It Happened One Autumn (Wallflowers #2)(52)



“It was obvious that the countess was enjoying herself immensely. She seldom encounters young women who don’t wither in her presence.”

“If I haven’t withered in your presence, my lord, then I’m hardly going to wither in hers.”

Westcliff grinned at that and then looked away from her, a pair of small creases appearing between his brows, as if he was contemplating some weighty matter. After a pause that seemed interminably long, his attention returned to Lillian. “Miss Bowman…”

“Yes?”

“Will you do me the honor of dancing with me?”

Lillian stopped breathing, moving, and thinking. Westcliff had never asked her to dance before, despite the multitude of occasions on which he should have asked out of gentlemanly politeness. It had been one of the many reasons that she had hated him, knowing that he considered himself far too superior, and her attractions too insignificant, for it to be worth the bother. And in her more spiteful fantasies, she had imagined a moment like this when he would have asked for a dance, and she would respond with a crushing refusal. Instead, she was astonished and tongue-tied.

“Do excuse me,” she heard Daisy say brightly, “I must go to Evie…” And she sped away with all possible haste.

Lillian drew in an unsteady breath. “Is this a test that the countess has devised?” she asked. “To see if I remember my lessons?”

Westcliff chuckled. Gathering her wits, Lillian couldn’t help but notice that people were staring at them, obviously wondering what she had said to amuse him. “No,” he murmured, “I believe it’s a self-imposed test to see if I…” He seemed to forget what he was saying as he stared into her eyes. “One waltz,” he said gently.

Distrusting her own response to him, the magnitude of her desire to step into his arms, Lillian shook her head. “I think …I think that would be a mistake. Thank you, but—”

“Coward.”

Lillian remembered the moment she had leveled the same charge at him…and she was no more able to resist the challenge than he. “I can’t see why you should want to dance with me now, when you never have before.”

The statement was more revealing than she had intended it to be. She cursed her own wayward tongue, while his speculative gaze wandered over her face.

“I wanted to,” he surprised her by murmuring. “However, there always seemed to be good reasons not to.”

“Why—”

“Besides,” Westcliff interrupted, reaching out to take her gloved hand, “there was hardly a point in asking when your refusal was a foregone conclusion.” Deftly he pressed her hand to his arm and led her toward the mass of couples in the center of the room.

“It was not a foregone conclusion.”

Westcliff glanced at her skeptically. “You’re saying that you would have accepted me?”

“I might have.”

“I doubt it.”

“I did just now, didn’t I?”

“You had to.
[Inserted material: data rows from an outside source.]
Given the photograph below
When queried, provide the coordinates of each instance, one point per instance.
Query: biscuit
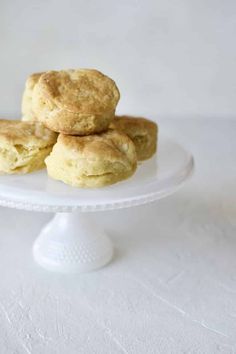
(92, 161)
(141, 131)
(76, 102)
(24, 146)
(26, 105)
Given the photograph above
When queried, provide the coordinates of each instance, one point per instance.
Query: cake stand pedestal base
(72, 243)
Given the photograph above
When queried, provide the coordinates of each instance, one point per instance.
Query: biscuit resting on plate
(92, 161)
(76, 102)
(26, 105)
(24, 146)
(141, 131)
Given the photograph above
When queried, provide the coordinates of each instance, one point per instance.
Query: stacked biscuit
(69, 123)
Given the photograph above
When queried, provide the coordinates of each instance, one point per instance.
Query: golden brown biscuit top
(133, 125)
(21, 132)
(83, 90)
(32, 80)
(110, 145)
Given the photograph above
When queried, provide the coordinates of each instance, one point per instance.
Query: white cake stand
(71, 242)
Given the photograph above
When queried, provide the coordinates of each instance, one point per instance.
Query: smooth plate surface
(154, 179)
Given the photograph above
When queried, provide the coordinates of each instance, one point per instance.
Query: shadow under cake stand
(71, 242)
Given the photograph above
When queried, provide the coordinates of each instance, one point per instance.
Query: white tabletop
(171, 287)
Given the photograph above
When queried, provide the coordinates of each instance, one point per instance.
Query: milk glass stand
(71, 242)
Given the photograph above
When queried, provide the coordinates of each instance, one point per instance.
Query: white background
(169, 58)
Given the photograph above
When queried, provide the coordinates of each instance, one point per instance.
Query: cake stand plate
(71, 242)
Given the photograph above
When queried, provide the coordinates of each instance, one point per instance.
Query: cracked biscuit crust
(76, 102)
(26, 105)
(92, 161)
(24, 146)
(141, 131)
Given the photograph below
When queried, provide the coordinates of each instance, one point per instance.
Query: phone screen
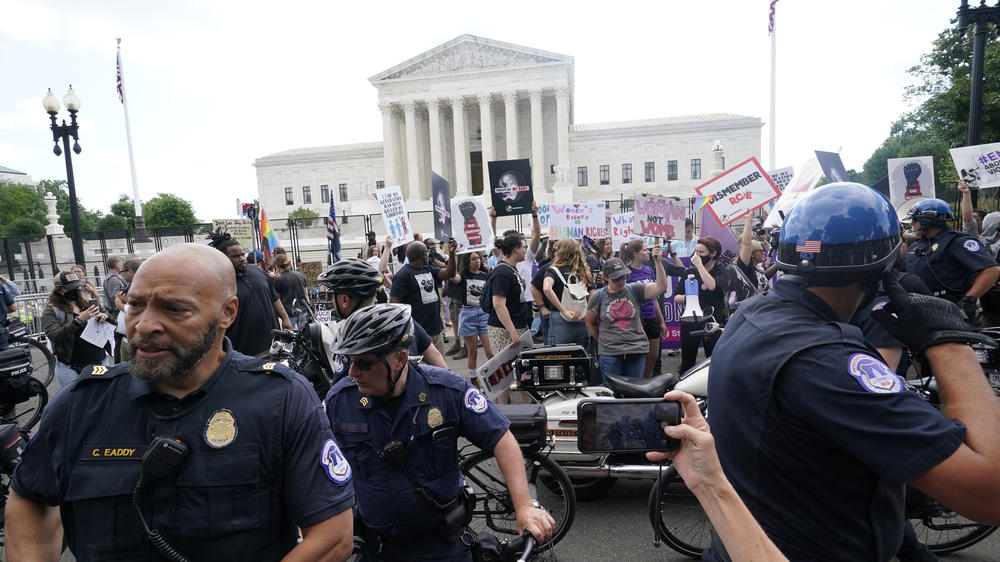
(626, 425)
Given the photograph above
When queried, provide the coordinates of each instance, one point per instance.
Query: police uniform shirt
(956, 259)
(261, 461)
(435, 399)
(817, 435)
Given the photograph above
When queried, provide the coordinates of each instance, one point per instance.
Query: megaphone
(692, 308)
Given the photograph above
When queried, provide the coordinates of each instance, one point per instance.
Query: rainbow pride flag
(268, 240)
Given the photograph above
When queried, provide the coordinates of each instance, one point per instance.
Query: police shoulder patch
(475, 401)
(873, 375)
(335, 463)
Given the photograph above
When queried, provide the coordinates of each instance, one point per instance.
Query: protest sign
(738, 191)
(510, 186)
(909, 178)
(978, 165)
(497, 374)
(662, 217)
(474, 233)
(240, 229)
(622, 229)
(441, 192)
(397, 223)
(574, 220)
(782, 176)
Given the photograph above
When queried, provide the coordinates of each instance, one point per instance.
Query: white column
(537, 141)
(412, 153)
(462, 179)
(388, 145)
(562, 125)
(486, 126)
(510, 119)
(434, 117)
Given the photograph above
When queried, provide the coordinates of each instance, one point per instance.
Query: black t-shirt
(509, 284)
(418, 287)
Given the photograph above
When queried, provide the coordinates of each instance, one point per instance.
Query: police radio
(162, 457)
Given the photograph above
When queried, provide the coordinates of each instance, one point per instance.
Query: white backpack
(574, 297)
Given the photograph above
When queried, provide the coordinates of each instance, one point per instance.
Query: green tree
(304, 215)
(168, 210)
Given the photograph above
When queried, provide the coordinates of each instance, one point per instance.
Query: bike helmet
(353, 277)
(378, 329)
(839, 234)
(932, 213)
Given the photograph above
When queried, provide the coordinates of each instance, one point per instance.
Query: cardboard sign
(662, 217)
(782, 176)
(574, 220)
(738, 191)
(978, 165)
(622, 229)
(510, 186)
(909, 178)
(471, 226)
(397, 223)
(441, 192)
(497, 374)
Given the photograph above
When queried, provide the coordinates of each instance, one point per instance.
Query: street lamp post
(64, 132)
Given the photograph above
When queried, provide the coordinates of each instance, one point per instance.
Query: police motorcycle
(560, 376)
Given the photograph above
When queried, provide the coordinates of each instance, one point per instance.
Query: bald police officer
(261, 461)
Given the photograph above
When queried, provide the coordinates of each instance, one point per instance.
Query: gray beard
(149, 371)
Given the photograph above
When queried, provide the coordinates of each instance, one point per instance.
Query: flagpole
(140, 223)
(770, 152)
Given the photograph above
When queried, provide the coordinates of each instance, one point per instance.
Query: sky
(214, 85)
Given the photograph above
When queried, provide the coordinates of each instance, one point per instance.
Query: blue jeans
(564, 332)
(630, 365)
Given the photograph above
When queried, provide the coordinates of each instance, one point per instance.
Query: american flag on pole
(121, 92)
(333, 232)
(808, 247)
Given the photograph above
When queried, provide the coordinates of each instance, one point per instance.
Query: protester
(472, 321)
(65, 316)
(711, 276)
(568, 272)
(614, 319)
It was a debt of honor.”

She couldn’t help but laugh. “For what, my lord?”

“The calf’s head,” he reminded her succinctly.

“Well, if you hadn’t served such a nasty object in the first place, I wouldn’t have needed to be rescued!”
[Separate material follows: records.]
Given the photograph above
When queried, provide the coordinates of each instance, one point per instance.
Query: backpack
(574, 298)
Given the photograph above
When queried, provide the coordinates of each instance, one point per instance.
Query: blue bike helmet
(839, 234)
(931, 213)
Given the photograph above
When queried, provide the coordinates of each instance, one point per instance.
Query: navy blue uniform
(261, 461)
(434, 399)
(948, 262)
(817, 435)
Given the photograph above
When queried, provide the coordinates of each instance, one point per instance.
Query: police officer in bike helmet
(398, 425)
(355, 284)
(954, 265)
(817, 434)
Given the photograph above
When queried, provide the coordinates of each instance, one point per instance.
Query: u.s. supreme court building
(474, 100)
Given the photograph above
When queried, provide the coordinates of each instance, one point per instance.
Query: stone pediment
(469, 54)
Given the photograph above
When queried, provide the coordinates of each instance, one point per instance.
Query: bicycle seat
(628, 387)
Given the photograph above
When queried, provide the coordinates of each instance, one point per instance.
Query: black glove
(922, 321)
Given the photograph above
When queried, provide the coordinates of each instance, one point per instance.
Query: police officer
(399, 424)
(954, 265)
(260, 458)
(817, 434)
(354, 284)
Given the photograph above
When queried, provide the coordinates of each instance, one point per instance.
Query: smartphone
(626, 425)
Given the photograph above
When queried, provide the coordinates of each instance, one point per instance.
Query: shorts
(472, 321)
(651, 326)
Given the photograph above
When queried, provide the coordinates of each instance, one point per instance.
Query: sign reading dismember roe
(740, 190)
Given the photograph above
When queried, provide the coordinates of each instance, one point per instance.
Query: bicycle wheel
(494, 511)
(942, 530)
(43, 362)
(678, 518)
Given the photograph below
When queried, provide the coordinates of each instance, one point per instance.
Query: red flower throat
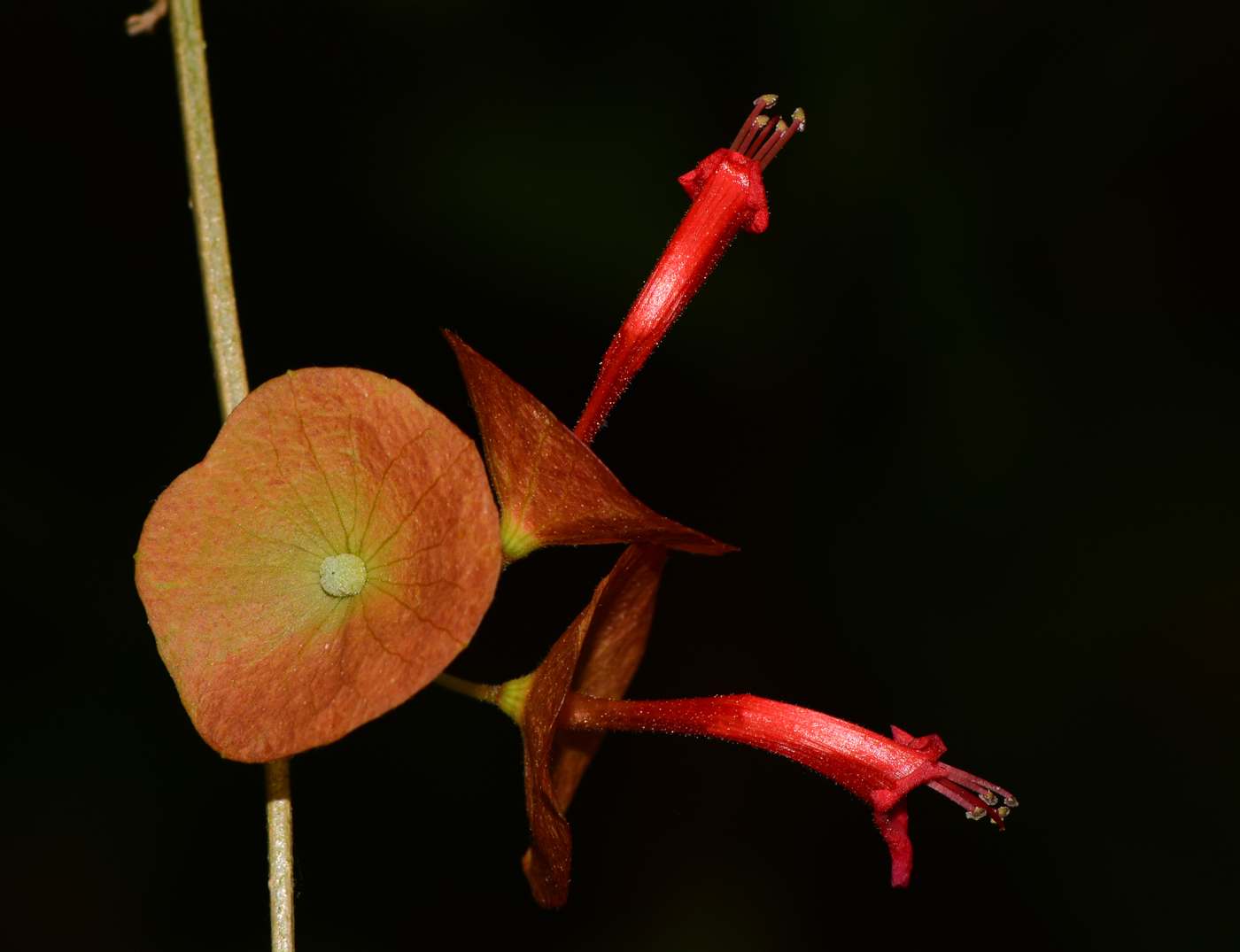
(880, 770)
(728, 194)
“You wouldn’t have needed to be rescued if you didn’t have such a weak stomach.”

“You’re not supposed to mention body parts in front of a lady,” she said virtuously. “Your mother said so.”

Westcliff grinned. “I stand corrected.”

Enjoying their bickering, Lillian grinned back at him. Her smile died, however, as a slow waltz began and Westcliff turned her to face him. Her heart began to thump with unrestrained force. As she looked down at the gloved hand that he extended to her, she could not make herself take it. She could not let him hold her in public…she was afraid of what her face might reveal.

After a moment she heard his low voice. “Take my hand.”

Dazed, she found herself obeying, her trembling fingers reaching for his.

Another silence passed, and then, softly, “Put your other one on my shoulder.”

She watched her white glove settle slowly on his shoulder, the surface hard and solid beneath her palm.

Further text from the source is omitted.